Thursday, August 12, 2010

Content rules, but only the textual kind

The second chapter (How SEO works) of Michael Miller's Complete idiot's Guide to SEO is now history. That history was made while we were waiting for WT to sit for his driving test at a local DMV office this morning. Before that, we made him drive us round the carpark where the office is located and the adjacent road several times just to get him acclimatized to the route and traffic setting. And it paid off. A huge thumb-up sign from him at the end of his driving test announced another new legal driver on the road.

OK, back to the second chapter. In two words, Content Rules. Not just any content, but the textual kind, relegating the non-textual genre to irrelevance, at least for now until such time as and when some kind of image recognition capability is achieved.

The chapter is about what search engines look for and armed with that knowledge, how one can optimize the website to provide strategically, repeatedly, and refreshingly what these search engines look for, which are tuned to users' needs. That means also understanding what people in general look for.

In this respect, search engines can be viewed as a match maker, trying to consummate a marriage of sort that is only made in heaven, both parties' wishes fulfilled: the user's query is answered, and the website gets its top ranking.

Crawlers and searchbots, the unseen sniffers that prowl the cyberspace dispatched by the Search Engine Enterprise, are busy and impatient beings and do not linger long on any abodes of the internet denizens (think home page). They have got a zillion places to cover and therefore only look for what that are trained to do at selecetd places to send the content back to the Mothership. And there are three staples in this mix: keywords, HTML tags, and links.

Keywords are descriptors of items that are of interest to the users. HTML tags are codes that structure the website both for viewing and underlying it all, for providing a detailed schematic of where things are kept in a neat hierarchical arrangement. Not all HTML tags are created the same and the trick is know which are the favorite hangouts of these crawlers or spiders during their brief sojourn. Fortunately for people for do not bother with HTML coding like yours truly, structure means there is a well-defined path to follow and even the uninitiated is unlikely to go wrong in identifying these alcoves.

Links are connections or conduits that point to another webpage. Apparently, the more the merrier is the motto here suggestive of a popularity contest. To a point, since quality and relevance matter as well. Links have become a commodity that one can actually buy them, abiding by the economic model that where there is a demand, there will be a supply.

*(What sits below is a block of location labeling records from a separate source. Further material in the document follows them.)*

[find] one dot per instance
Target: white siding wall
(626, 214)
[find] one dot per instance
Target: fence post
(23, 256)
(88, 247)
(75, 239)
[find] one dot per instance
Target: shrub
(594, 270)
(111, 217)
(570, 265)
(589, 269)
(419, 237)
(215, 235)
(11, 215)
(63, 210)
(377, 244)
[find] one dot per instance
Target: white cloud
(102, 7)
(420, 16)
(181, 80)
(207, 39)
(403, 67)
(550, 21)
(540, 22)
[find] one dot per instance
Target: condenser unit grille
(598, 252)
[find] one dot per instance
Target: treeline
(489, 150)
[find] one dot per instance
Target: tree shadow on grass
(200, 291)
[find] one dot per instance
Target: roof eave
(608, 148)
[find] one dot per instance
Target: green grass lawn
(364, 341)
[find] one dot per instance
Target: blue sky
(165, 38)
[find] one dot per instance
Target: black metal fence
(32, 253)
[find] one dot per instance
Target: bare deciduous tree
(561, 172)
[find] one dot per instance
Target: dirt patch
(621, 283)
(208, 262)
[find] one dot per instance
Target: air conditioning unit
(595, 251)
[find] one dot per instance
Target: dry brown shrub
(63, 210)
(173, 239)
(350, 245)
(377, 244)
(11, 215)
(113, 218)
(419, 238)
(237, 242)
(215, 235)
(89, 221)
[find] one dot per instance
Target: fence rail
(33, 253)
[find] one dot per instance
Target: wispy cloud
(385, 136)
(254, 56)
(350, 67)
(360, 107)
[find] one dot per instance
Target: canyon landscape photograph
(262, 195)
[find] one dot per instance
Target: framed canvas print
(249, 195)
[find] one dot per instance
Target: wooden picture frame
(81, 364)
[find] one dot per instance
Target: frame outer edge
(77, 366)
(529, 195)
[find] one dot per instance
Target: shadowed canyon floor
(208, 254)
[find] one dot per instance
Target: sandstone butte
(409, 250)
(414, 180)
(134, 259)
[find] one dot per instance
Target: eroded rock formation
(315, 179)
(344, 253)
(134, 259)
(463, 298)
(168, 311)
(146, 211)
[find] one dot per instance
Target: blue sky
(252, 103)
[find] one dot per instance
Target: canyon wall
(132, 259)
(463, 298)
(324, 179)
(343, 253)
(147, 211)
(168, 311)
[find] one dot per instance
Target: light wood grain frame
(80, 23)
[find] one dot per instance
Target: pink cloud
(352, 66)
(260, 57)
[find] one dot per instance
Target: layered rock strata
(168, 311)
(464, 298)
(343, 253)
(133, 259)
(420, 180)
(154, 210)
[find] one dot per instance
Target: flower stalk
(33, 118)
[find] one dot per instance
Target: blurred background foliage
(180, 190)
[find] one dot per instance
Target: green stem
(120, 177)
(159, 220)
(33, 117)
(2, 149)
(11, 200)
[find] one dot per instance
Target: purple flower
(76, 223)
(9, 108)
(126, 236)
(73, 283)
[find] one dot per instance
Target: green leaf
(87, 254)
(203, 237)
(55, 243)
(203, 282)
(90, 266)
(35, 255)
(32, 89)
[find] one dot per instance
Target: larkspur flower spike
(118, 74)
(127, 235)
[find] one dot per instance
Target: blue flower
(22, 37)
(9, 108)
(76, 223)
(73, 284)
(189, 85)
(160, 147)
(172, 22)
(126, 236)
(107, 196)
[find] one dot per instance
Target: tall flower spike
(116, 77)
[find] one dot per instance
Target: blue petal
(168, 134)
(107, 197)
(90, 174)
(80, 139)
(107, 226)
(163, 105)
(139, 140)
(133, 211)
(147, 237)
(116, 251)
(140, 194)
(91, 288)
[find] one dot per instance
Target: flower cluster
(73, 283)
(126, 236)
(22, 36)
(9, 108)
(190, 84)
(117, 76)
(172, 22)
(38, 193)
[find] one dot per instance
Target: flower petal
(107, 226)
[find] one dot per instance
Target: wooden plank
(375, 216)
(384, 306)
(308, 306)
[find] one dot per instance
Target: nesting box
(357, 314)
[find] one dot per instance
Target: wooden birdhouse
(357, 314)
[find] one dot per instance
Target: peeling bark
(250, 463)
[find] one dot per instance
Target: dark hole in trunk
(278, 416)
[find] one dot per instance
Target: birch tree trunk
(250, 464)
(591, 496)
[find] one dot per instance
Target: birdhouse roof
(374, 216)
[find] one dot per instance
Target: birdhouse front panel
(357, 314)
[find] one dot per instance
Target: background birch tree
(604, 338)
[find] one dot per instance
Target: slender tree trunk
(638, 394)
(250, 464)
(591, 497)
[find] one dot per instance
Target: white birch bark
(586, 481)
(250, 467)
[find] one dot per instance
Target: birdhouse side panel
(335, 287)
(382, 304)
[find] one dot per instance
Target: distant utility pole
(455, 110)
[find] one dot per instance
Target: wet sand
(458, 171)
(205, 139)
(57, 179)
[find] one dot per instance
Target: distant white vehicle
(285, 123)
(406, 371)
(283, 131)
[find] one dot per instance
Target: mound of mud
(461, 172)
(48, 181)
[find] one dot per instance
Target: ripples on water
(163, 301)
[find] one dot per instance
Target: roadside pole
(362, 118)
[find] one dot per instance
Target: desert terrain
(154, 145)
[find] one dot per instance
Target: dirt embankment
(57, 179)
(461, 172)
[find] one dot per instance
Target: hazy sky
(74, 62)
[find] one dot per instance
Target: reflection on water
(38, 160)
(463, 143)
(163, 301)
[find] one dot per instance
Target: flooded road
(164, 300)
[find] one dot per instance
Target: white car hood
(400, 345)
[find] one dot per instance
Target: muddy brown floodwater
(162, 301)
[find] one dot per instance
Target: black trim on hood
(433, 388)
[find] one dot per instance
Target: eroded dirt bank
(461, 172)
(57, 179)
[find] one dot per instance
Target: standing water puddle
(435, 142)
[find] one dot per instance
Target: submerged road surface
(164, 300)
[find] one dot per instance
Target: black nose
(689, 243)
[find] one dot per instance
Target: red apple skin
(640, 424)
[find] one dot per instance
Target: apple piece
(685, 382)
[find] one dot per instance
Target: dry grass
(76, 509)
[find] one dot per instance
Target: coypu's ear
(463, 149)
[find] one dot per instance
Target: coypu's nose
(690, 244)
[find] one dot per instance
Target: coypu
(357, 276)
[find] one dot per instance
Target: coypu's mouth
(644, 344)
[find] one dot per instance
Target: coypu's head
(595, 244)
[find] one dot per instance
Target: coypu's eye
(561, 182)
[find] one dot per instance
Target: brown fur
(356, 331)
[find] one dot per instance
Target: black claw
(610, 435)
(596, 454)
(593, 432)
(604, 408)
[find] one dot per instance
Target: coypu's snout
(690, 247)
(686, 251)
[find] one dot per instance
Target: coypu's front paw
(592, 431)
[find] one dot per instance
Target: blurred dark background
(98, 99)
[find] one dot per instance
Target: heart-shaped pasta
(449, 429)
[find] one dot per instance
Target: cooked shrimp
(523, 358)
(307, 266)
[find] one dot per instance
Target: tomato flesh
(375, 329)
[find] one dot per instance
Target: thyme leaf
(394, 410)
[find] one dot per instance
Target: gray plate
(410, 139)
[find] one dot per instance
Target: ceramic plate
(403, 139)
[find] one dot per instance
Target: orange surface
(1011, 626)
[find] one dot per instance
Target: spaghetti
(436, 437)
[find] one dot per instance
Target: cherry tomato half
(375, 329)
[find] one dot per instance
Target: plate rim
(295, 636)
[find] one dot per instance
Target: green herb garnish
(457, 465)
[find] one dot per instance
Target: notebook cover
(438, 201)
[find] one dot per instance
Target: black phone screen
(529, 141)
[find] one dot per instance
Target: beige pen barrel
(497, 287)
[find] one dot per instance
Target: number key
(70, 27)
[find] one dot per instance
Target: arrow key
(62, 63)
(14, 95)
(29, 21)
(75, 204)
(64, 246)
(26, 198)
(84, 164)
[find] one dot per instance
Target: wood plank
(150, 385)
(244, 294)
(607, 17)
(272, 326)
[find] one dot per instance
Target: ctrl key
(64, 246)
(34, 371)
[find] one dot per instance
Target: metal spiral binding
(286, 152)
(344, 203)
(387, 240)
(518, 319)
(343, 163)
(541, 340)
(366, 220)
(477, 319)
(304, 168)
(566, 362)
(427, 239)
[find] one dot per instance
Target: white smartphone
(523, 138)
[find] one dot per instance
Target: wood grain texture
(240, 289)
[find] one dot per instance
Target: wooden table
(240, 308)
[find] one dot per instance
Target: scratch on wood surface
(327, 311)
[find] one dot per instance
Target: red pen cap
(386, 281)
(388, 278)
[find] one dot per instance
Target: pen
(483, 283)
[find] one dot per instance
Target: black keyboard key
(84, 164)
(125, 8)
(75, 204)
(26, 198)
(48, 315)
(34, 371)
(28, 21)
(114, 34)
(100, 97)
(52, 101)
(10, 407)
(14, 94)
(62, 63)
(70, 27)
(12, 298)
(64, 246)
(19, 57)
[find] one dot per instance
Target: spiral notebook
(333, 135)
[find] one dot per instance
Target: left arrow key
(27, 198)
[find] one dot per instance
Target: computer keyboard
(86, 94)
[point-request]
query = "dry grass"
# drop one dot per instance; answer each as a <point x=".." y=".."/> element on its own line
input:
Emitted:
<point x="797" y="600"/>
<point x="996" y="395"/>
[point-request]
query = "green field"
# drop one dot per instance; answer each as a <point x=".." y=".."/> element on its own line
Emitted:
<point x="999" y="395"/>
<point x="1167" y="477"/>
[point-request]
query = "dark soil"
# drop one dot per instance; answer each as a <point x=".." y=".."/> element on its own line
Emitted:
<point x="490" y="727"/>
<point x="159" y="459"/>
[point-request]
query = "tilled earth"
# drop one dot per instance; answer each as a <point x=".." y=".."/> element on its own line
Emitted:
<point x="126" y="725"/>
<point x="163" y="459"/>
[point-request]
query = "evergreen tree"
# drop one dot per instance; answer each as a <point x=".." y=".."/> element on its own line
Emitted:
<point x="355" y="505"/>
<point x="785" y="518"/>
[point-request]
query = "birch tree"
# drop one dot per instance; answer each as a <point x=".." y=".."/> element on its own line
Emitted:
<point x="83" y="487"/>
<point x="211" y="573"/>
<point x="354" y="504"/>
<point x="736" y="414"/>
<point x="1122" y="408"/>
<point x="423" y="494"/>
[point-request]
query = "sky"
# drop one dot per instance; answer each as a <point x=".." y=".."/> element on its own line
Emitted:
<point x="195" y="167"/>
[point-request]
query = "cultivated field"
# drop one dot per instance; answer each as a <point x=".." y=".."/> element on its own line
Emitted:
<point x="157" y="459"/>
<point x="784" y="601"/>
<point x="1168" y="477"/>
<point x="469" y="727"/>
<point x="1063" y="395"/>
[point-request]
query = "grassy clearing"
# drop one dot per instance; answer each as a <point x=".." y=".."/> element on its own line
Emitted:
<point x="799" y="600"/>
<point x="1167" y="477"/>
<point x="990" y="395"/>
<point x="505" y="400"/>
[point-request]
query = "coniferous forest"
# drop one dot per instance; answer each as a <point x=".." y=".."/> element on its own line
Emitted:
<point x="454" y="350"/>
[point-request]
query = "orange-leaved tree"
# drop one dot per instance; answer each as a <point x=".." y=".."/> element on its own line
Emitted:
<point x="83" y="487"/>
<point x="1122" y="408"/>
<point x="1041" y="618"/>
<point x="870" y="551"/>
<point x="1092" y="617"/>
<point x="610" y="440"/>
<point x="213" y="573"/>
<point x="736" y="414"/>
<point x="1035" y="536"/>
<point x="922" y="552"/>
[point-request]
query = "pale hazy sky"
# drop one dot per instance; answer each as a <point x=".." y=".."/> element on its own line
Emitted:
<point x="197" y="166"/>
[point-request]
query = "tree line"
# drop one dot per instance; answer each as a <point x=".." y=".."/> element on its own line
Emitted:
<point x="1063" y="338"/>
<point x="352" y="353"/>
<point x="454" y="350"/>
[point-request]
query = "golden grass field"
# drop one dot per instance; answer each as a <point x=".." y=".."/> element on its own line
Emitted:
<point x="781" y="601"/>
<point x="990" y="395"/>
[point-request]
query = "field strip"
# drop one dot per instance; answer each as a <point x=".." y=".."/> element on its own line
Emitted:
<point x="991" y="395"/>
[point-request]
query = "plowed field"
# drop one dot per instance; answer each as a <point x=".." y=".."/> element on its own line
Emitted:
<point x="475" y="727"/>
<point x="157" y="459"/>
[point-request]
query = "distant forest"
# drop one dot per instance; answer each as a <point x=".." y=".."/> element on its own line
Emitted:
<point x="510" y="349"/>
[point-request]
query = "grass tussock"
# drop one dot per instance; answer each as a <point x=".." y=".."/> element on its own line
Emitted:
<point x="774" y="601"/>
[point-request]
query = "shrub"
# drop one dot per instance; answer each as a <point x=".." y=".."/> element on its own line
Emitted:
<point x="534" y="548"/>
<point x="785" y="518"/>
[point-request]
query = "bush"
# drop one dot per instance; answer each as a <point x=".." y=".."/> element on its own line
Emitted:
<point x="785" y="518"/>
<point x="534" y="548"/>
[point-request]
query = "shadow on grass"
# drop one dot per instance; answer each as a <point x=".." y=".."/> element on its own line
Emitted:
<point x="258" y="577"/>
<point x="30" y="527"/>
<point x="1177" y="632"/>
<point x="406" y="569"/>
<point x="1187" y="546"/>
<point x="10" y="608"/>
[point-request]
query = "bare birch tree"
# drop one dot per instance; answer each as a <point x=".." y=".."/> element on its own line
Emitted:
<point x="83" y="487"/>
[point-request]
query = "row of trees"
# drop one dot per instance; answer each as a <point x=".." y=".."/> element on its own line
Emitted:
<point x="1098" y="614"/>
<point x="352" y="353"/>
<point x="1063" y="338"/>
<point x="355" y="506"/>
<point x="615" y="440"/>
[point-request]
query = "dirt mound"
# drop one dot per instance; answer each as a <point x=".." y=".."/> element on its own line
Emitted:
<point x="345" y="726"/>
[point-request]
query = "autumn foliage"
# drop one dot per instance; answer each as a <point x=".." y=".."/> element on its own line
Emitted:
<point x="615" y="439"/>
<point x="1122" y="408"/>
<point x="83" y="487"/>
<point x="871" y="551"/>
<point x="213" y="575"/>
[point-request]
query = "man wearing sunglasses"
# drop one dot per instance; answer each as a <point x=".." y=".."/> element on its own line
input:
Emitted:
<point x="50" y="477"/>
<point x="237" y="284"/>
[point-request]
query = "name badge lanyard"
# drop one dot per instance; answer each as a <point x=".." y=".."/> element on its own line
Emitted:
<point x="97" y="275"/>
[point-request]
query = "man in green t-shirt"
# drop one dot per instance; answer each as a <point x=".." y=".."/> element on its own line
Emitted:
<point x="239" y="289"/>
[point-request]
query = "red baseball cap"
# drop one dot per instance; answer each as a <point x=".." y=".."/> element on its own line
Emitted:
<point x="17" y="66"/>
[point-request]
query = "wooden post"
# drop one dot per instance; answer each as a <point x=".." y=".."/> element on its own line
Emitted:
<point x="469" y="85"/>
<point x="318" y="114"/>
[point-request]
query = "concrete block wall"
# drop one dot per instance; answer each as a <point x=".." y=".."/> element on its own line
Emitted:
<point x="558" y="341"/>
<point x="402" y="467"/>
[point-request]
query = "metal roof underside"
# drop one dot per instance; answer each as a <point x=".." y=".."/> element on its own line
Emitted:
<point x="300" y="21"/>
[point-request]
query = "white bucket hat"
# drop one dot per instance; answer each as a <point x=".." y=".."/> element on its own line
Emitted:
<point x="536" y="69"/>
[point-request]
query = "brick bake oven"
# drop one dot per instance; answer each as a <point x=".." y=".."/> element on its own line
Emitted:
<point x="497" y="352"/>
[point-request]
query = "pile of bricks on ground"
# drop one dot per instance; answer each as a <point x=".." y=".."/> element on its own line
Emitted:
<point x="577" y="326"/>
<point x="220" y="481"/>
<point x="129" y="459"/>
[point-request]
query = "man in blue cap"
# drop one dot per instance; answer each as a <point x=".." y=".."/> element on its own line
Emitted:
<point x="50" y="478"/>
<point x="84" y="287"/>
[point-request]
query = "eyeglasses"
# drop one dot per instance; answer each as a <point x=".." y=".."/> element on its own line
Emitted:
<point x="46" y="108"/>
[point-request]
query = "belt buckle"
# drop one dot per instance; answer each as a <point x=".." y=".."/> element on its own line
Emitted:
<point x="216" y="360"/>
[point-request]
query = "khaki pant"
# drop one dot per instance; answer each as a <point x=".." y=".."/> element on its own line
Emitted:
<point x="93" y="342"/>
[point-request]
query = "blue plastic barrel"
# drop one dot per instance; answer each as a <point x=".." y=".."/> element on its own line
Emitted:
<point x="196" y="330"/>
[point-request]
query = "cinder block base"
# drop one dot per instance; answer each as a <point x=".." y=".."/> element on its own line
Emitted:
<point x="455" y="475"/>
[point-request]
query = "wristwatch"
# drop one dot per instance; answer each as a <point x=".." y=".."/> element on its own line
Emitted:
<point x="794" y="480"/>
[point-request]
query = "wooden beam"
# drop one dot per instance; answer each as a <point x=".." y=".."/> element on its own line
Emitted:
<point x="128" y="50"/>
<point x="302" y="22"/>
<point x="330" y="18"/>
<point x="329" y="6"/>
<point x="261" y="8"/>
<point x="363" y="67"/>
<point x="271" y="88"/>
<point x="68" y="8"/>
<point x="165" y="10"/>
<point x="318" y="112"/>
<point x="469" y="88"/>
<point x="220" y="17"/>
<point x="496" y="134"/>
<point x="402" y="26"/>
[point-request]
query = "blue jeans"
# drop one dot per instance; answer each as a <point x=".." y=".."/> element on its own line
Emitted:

It would appear that SEO is nothing more than manipulating the keywords, the HTML tags, and the links to work in concert to improve a website's search ranking. And to that end, Michael Miller offers ten key factors to doing just that. And the associated optimization techniques are further amplified in others chapters of the book, plus a whole slew of other things that one can try.

And in the final analysis, it's all about trying. No venture no gain. Let the adventure begin. Mine started with the tinkling of this blog' visual look by experimenting with several HTML codes in the blog template, albeit at a rudimentary level. Yes, taking baby steps is good.